The existence of important variations in hepatic arteries, such as the presence of “accessory” or “replaced” arteries, should also be ascertained. Normally, the right and left hepatic arteries are derived from the proper hepatic artery. However, two variations in the ramification of the left and right hepatic arteries are commonly seen (Fig. 124-5). First, the left hepatic artery sometimes branches from the left gastric artery, running through the lesser omentum and feeding segments II and/or III. Second, the right hepatic artery sometimes originates from the superior mesenteric artery, running behind the portal vein and reaching the right hemiliver.

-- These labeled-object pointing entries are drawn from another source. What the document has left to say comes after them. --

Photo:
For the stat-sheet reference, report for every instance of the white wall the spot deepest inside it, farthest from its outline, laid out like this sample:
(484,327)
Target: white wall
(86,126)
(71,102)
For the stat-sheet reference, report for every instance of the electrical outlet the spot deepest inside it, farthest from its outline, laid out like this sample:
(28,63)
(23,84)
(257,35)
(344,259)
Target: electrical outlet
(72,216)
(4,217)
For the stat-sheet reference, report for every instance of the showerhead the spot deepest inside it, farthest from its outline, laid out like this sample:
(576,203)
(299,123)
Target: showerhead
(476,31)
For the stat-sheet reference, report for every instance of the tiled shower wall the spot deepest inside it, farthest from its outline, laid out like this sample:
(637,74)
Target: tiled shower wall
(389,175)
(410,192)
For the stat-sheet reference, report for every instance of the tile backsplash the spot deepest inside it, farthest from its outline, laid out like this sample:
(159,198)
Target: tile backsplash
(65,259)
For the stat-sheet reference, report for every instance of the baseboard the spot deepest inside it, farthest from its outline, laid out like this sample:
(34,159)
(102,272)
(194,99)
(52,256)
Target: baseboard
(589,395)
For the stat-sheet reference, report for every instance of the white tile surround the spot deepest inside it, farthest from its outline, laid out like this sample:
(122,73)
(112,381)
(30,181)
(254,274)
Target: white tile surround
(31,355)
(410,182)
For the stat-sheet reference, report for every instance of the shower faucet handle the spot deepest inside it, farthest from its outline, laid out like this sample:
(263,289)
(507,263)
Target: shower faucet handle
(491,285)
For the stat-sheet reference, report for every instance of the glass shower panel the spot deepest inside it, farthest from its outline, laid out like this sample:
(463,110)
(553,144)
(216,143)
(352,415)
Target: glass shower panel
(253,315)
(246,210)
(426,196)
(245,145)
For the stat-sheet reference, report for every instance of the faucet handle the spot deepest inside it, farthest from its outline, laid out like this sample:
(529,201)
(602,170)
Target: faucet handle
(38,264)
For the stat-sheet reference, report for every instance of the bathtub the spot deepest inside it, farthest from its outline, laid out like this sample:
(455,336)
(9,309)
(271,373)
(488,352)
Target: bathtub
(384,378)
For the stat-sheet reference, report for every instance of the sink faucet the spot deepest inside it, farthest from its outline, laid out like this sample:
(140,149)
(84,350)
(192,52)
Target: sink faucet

Aberrant arteries that provide the total arterial supply for the left lateral segments (segments II and III) or the right hemiliver are called “replaced” arteries (i.e., “replaced left hepatic artery” or “replaced right hepatic artery”). However, when arterial flow from the proper hepatic artery also presents, the aberrant arteries are called “accessory” arteries.
Typical anomaly in hepatic arteries. An accessory/replaced left hepatic artery derived from the left gastric artery or accessory/replaced right hepatic artery branched from the superior mesenteric artery is frequently observed. Patterns of arterial supply should be confirmed preoperatively using CT scan on arterial phase. CHA, common hepatic artery; GDA, gastroduodenal artery; LHA, left hepatic artery; PHA, proper hepatic artery; RHA, right hepatic artery; SMA, superior mesenteric artery; SMV, superior mesenteric vein; SpA, splenic artery; SpV, splenic vein.
As with the right and left hepatic arteries, the ramification pattern of the right-side branches of the biliary tree may vary considerably (Fig. 124-6). In contrast, the anatomy of left hepatic duct is rather constant. Thus, a right or extended right hepatectomy can be performed safely with fewer biliary tract complications than would be the case with a left hepatectomy. However, care should be taken to avoid incidental injury to the right-side branches when a left-side major hepatectomy is performed. Preoperative assessment using magnetic resonance cholangiopancreatography (MRCP) or intraoperative direct cholangiography through the cystic ductis sometimes required to confirm identification of the biliary branches of the future liver remnant (FLR). From an oncologic standpoint, anatomic variations in the biliary tree play a large role in determining the surgical procedure to be performed, especially in the case of hilar cholangiocarcinoma. In the treatment of hilar cholangiocarcinoma, the most feasible type of hepatectomy should be determined on the basis of tumor distribution (Fig. 124-7).19 Therefore, precise mapping and anatomic confirmation of the tumor extension are key factors in achieving curative resection.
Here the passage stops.